Yesterday we heard that Apple had blocked Microsoft’s new SkyDrive app for iOS because of a disagreement over the 30 percent cut that Apple demands for paid app and services. The core of the issue was that SkyDrive users could purchase storage without the app but directly off Microsoft’s website, hence bypassing Apple all together. Apple claims that it deserves a cut when a user buys more storage, but Microsoft contends that as SkyDrive is a cross platform service, a user could simply move to a different platform and yet even in that case Apple will receive the 30 percent cut. Now, this is just the tip of the iceberg as AllThingsD is reporting that Microsoft is facing similar problems with Apple for its incoming Office 365 service for iOS.
This is because Apple insists on having its cut, while Microsoft believes that Office, which is its most recognized product after Windows, will bring long awaited productivity chops to iOS that it does not currently have and it does not want to share a substantial sum of its profits with Apple.
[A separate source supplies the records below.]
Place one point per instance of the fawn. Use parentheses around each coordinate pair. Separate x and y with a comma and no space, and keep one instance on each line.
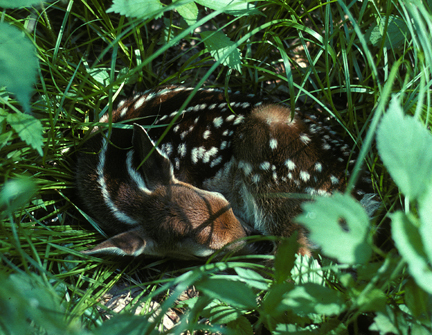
(204,187)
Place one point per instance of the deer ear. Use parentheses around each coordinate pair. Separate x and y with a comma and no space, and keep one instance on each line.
(130,243)
(157,168)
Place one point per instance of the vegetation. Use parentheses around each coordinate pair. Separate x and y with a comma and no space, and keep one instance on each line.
(367,64)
This was of course to be expected after the SkyDrive app was blocked. Apple apparently is taking a heavy handed approach and keeping a ‘rules are rules’ stance. Microsoft on its part cannot afford to share the profits with Apple for Office 365 because it is a cross platform cloud based subscription service that will be used across desktops, smartphones and tablets.
This means that if a Windows user has a subscription for Office 365 and he wants to use it on his iPhone or iPad, Microsoft will need to share 30 percent of the profits with Apple, which we don’t believe is a fair deal.